Официант, латиноамериканец в белых брюках, белой шелковой рубашке с короткими рукавами и с эмблемой клуба, принял у них заказ на алкогольные напитки.
— Американский народ, — задумчиво заметил Лоуренс Салентайн, — будет считать Кеннеди настоящим героем, и если он выполнит задуманное, его вновь изберут президентом.
— Но мы все знаем, что это слишком жесткая реакция, — высказался Джордж Гринвелл. — Отношения с иностранными государствами будут испорчены на многие годы.
— Страна сейчас на редкость хорошо управляется, — сказал Мартин Матфорд. — Законодательная власть, в конце концов, взяла исполнительную под некоторый контроль. Выиграет ли страна, если баланс власти нарушится?
— А что Кеннеди сможет сделать, даже в случае своего переризбрания? — спросил Луис Инч. — Конгресс его контролирует и прислушивается к нам. В палате представителей не наберется и пятидесяти человек, избранных без помощи наших денег. Да и в сенате нет ни одного, кто не был бы миллионером. Нам нечего беспокоиться насчет президента.
Джордж Гринвелл смотрел поверх теннисных кортов на Тихий океан, спокойный и все равно величественный. Этот океан нес в настоящий момент на своих волнах миллиарды долларов в виде пароходов, развозивших его пшеницу по всему миру. Эта мысль рождала у него легкое чувство вины от сознания, что он может обречь мир на голод или, наоборот, накормить его.
Он начал говорить, но в этот момент появился официант с напитками. Гринвелл в своем возрасте вел себя осторожно и заказал минеральную воду. После ухода официанта он сделал глоток и продолжал разговор хорошо поставленным голосом.
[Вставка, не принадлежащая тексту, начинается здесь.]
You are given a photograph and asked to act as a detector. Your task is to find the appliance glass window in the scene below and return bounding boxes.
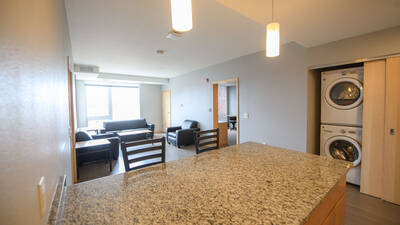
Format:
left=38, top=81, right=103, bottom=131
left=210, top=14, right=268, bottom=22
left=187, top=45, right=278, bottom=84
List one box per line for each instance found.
left=329, top=140, right=360, bottom=162
left=329, top=81, right=361, bottom=106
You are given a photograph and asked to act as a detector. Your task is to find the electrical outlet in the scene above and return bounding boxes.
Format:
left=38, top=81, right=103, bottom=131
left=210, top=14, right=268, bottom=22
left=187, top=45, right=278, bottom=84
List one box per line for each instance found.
left=37, top=177, right=46, bottom=218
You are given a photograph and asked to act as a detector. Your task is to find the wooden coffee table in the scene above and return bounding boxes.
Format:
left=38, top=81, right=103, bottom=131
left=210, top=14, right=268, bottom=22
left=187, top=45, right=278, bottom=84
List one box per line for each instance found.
left=117, top=130, right=153, bottom=140
left=75, top=139, right=112, bottom=179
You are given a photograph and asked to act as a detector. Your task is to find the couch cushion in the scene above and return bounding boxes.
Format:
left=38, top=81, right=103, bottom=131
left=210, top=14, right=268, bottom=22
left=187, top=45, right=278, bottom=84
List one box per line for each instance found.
left=75, top=131, right=93, bottom=142
left=168, top=132, right=176, bottom=137
left=182, top=120, right=197, bottom=129
left=103, top=119, right=147, bottom=131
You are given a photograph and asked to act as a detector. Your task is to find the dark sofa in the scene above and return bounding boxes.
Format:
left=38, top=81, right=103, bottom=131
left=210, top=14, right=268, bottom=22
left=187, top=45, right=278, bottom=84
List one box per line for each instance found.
left=100, top=119, right=154, bottom=141
left=166, top=120, right=200, bottom=148
left=75, top=119, right=154, bottom=162
left=75, top=131, right=119, bottom=163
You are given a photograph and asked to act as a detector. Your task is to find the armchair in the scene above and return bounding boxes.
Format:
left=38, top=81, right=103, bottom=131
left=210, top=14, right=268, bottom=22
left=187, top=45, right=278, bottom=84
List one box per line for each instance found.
left=166, top=120, right=200, bottom=148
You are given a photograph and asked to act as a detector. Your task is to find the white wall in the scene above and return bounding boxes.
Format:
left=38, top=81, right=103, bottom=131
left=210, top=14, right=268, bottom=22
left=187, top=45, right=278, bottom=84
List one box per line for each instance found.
left=75, top=80, right=88, bottom=127
left=0, top=0, right=71, bottom=225
left=165, top=43, right=307, bottom=151
left=227, top=86, right=236, bottom=115
left=140, top=84, right=162, bottom=131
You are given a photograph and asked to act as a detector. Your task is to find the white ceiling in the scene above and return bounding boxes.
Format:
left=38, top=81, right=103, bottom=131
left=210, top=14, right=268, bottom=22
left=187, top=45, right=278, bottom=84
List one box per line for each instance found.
left=66, top=0, right=400, bottom=77
left=66, top=0, right=265, bottom=77
left=216, top=0, right=400, bottom=47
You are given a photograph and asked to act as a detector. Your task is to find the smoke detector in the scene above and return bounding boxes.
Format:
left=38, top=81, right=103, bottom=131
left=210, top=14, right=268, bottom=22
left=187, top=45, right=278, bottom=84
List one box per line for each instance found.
left=167, top=30, right=183, bottom=41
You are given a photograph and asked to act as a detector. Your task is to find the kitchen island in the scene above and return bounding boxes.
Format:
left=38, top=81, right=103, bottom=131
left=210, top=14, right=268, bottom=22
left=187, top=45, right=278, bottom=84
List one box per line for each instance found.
left=56, top=142, right=350, bottom=225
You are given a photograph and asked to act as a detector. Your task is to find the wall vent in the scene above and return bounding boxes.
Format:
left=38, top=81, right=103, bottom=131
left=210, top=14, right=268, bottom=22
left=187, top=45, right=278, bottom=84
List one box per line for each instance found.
left=74, top=64, right=99, bottom=73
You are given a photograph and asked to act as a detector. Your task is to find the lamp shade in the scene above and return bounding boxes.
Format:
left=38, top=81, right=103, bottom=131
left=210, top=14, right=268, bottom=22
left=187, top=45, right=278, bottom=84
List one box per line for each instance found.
left=266, top=23, right=280, bottom=57
left=171, top=0, right=193, bottom=32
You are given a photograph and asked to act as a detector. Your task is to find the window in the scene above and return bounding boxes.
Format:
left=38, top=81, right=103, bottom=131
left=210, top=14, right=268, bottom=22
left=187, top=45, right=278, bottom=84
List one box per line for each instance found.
left=85, top=84, right=140, bottom=127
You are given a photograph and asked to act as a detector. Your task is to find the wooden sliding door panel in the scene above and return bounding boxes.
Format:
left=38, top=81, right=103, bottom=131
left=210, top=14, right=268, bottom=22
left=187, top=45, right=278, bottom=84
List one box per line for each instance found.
left=383, top=57, right=400, bottom=204
left=360, top=59, right=386, bottom=198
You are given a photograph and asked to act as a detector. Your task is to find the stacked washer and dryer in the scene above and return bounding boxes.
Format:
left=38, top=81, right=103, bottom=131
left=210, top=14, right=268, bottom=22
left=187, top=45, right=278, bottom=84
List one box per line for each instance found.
left=320, top=67, right=364, bottom=185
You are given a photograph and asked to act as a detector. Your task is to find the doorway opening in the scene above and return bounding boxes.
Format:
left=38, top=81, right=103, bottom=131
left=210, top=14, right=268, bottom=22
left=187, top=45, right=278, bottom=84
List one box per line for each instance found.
left=162, top=90, right=171, bottom=133
left=213, top=78, right=240, bottom=147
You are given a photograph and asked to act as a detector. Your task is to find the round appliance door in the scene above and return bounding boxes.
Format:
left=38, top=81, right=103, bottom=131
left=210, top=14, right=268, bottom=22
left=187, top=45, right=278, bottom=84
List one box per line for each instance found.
left=325, top=78, right=364, bottom=109
left=325, top=136, right=361, bottom=167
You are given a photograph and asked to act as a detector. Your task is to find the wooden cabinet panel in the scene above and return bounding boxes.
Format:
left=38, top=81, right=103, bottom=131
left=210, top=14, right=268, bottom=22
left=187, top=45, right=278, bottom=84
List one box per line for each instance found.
left=360, top=59, right=386, bottom=198
left=383, top=57, right=400, bottom=204
left=304, top=176, right=346, bottom=225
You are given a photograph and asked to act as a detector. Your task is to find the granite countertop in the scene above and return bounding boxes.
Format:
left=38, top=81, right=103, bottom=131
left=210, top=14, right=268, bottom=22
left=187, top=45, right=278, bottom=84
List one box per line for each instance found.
left=57, top=142, right=350, bottom=225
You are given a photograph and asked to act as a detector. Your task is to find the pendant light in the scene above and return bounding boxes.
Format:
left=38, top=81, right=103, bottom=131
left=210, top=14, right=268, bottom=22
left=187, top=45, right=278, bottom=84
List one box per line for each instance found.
left=266, top=0, right=280, bottom=57
left=171, top=0, right=193, bottom=33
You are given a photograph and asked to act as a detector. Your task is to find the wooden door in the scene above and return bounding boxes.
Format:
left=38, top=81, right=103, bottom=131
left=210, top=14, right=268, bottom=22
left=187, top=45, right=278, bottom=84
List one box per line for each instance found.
left=360, top=59, right=386, bottom=198
left=383, top=57, right=400, bottom=204
left=162, top=90, right=171, bottom=130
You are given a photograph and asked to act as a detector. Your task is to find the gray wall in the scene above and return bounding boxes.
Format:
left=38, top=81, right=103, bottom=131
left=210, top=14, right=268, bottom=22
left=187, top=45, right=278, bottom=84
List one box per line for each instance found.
left=0, top=0, right=71, bottom=225
left=140, top=84, right=162, bottom=131
left=227, top=86, right=236, bottom=115
left=170, top=27, right=400, bottom=151
left=169, top=43, right=307, bottom=151
left=75, top=80, right=162, bottom=130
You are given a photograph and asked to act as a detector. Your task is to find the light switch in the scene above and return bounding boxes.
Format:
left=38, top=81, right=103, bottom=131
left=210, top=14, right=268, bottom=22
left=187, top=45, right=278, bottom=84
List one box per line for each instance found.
left=37, top=177, right=46, bottom=218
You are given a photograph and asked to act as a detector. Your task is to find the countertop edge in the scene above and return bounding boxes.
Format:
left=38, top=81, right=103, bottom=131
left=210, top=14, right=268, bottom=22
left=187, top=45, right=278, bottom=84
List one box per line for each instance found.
left=47, top=175, right=67, bottom=225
Он всегда держался исключительно вежливо, что свойственно человеку, который, к своему сожалению, вынужден принимать жесткие решения.
Мы никогда не должны забывать, что пост президента Соединенных Штатов может представлять очень большую опасность для демократического процесса.
— Чепуха, — отозвался Салентайн. — Другие люди в правительстве не позволят ему принимать единоличные решения. Военные — народ бывалый, вы это знаете, Джордж, и они не допустят таких решений, если они не будут обоснованы.
— Конечно, так он и есть, — сказал Джордж Гринвелл, — в нормальной обстановке. Однако, вспомните Линкольна, он во время гражданской войны фактически отменил неприкосновенность личности и гражданские права. Вспомните Франклина Рузвельта, который втянул нас во вторую мировую войну. Подумайте о личной власти президента. Он обладает правом помилования любого преступника, а это королевская прерогатива. Вы представляете себе, что он может сделать, имея такую власть? Какую создать зависимость у людей? Он пользовался бы почти неограниченной властью, если бы не существовал сильный конгресс, ограничивающий его. К счастью, мы имеем такой конгресс. Но мы должны заглядывать в будущее, мы должны быть уверены в том, что исполнительная власть будет подчинена избранным представителям народа.
— При наличии телевидения и других средств массовой информации, — заметил Салентайн, — Кеннеди не продержится и дня, если попробует диктаторствовать. Он просто лишен такой возможности. Сегодня в Америке больше всего верят в личную свободу.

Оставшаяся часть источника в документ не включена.